North Main Street is a National Register District, and the buildings house a bunch of businesses that cater to the tourist crowd that comes from around the world to see the hometown of Mark Twain.

The houses are humble right by the water, as well, as you’d expect for the wharf stevedores (does anyone use that word anymore?).
Of course, a major part of the whole Mark Twain mythos is the steamboat, and rightfully so. But as I began to look up old photographs of Hannibal, a familiar theme began to develop.
Much like St. Louis, which boasts a steamboat on its city seal, Hannibal moved on from that mode of commercial transport and became a railroad town. Just look at the empty wharf below: there’s not a single steamboat to be seen but there are railroad warehouses blocking the city from the river.

Look at the two historic photographs below; it has become obvious that the citizens who photographed their town had many different promontories from which to capture the Platonic Ideal of their city, and they both chose to place, front and center, the massive railroad infrastructure of their community.

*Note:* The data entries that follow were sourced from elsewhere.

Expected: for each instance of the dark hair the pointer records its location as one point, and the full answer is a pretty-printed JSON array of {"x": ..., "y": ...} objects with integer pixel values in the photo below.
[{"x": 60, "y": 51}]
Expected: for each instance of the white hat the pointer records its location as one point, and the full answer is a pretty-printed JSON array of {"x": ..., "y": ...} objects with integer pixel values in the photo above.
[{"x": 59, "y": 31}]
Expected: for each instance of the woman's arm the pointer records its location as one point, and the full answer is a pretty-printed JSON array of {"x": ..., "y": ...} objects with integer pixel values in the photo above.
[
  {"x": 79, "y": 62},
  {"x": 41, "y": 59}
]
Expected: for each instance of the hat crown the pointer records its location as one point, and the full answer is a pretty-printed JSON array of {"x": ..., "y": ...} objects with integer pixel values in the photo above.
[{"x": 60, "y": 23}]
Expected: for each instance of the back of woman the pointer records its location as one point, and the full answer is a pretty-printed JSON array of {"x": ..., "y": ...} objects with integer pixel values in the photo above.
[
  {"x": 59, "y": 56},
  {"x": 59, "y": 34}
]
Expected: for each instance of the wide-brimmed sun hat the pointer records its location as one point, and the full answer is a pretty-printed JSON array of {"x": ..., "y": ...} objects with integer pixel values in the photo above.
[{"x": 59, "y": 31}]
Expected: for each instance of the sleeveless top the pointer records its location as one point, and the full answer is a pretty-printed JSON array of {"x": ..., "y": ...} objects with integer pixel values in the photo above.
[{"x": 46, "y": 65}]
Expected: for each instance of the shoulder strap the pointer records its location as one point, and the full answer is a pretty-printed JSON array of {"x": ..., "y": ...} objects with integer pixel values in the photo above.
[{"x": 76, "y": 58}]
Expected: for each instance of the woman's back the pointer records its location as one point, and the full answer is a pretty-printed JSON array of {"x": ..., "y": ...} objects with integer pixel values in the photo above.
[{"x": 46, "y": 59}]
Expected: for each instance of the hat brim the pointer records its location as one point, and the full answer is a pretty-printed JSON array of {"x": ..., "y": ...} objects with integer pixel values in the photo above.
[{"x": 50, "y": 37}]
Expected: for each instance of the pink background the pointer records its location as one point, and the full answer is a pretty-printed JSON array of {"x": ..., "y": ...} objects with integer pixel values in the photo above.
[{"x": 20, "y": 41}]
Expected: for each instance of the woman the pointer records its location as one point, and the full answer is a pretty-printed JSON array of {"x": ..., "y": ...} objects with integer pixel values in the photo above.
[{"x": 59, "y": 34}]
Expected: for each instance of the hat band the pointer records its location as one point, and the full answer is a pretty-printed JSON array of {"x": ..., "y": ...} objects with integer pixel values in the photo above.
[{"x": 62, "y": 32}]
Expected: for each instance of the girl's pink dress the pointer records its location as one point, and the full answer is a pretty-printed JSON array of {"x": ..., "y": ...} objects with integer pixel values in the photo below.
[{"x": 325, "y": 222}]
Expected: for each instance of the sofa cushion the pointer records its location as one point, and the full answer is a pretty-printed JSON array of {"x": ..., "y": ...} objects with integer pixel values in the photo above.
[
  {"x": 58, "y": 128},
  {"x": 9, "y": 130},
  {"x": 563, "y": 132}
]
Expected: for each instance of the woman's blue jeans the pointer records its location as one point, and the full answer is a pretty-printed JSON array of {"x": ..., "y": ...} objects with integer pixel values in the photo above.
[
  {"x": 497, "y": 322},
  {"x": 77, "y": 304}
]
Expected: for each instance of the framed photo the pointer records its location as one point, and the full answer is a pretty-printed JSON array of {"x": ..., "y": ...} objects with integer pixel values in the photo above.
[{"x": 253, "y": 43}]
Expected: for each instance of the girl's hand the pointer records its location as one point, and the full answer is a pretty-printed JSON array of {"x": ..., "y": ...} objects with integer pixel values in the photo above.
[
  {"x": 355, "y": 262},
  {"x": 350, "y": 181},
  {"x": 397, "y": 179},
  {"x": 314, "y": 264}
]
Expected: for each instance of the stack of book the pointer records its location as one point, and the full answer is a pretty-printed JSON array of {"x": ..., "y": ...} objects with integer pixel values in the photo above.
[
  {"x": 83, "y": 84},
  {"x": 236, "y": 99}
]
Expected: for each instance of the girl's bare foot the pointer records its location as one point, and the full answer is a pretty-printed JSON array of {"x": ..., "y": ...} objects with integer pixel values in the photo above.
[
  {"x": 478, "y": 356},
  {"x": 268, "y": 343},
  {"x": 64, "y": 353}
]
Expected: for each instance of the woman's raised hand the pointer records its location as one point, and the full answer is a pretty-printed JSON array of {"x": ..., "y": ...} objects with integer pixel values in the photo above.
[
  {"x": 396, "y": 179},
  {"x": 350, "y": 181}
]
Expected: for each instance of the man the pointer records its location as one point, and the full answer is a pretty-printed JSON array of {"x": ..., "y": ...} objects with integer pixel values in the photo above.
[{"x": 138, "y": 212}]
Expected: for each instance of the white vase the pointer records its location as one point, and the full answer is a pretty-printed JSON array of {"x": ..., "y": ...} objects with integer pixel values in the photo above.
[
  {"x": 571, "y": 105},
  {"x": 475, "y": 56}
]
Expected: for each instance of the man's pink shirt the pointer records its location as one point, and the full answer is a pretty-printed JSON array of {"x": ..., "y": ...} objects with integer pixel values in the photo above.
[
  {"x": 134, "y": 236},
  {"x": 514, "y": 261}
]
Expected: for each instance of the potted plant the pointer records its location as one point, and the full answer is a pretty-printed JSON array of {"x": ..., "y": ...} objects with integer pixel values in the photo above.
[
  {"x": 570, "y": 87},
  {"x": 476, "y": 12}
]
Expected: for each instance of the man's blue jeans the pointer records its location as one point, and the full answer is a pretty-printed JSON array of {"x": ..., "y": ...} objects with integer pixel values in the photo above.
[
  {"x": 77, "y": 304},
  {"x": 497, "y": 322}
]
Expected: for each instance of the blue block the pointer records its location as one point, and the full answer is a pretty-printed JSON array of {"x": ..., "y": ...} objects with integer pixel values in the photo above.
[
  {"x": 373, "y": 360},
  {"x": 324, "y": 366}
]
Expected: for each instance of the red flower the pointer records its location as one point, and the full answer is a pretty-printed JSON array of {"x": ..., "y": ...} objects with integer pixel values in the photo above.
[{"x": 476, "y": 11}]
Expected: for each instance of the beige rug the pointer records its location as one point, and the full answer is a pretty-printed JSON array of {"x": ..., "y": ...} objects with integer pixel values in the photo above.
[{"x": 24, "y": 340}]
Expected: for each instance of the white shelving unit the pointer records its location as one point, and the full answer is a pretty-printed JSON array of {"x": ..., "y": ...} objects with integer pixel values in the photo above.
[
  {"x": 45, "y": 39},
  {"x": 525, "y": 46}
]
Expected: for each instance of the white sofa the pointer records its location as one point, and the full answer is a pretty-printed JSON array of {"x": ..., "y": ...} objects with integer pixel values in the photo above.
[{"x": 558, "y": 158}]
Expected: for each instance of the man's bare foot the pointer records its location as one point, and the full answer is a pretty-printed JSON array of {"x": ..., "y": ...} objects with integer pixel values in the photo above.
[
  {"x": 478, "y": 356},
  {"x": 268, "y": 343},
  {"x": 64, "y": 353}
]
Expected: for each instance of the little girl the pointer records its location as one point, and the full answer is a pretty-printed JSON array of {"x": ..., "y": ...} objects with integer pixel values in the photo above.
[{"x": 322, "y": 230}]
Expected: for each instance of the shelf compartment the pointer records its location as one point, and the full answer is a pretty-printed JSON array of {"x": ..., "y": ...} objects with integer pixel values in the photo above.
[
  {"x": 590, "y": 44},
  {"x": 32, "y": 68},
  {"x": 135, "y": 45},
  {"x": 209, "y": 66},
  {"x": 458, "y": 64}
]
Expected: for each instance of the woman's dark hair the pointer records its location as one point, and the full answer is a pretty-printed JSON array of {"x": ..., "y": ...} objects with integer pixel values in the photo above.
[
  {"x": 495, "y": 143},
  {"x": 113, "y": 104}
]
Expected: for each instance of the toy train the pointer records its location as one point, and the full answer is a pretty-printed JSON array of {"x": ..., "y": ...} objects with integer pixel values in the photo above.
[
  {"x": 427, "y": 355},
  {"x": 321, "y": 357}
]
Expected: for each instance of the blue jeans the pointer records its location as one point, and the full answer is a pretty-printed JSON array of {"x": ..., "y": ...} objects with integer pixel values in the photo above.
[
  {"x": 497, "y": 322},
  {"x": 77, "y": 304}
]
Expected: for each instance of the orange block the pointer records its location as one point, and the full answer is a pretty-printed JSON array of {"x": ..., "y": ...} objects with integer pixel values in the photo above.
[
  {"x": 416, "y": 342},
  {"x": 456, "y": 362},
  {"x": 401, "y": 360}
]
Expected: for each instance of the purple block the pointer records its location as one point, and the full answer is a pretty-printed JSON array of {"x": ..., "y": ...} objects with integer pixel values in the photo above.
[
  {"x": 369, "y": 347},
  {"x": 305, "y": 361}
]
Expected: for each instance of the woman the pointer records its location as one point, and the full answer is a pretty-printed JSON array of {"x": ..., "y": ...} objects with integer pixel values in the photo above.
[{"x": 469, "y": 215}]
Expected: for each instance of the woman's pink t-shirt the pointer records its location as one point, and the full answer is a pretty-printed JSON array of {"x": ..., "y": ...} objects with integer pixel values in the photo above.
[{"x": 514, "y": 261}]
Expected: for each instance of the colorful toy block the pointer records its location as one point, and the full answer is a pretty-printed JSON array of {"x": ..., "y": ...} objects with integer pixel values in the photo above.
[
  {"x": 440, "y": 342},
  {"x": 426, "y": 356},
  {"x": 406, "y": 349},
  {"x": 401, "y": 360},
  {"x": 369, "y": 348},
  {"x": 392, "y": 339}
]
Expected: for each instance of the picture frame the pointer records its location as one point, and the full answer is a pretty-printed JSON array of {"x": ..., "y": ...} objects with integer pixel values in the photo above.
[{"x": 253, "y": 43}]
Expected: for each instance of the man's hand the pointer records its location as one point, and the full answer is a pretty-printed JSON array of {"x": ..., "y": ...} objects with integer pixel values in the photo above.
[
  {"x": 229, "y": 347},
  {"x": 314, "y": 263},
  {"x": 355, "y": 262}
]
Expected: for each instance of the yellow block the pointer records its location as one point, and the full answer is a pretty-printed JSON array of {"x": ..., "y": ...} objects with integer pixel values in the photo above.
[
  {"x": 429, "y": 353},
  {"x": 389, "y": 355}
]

There are still rail lines going through the city, and it still has a prominent crossing (which very ingeniously cuts through a cliff before going across the river), but everything you see is largely gone now that once made up the rail yards along the Mississippi.

I sat on a bench gazing out over the Mississippi River in Hannibal, and was horrified to notice the boats being dropped into the water from the Hull, IL area.
It is evolving into the civil unrest ahead in which the MO home owners parade about with, “I Can’t Walk On Water!” signs and little boats dangling off. It just eats at the soul.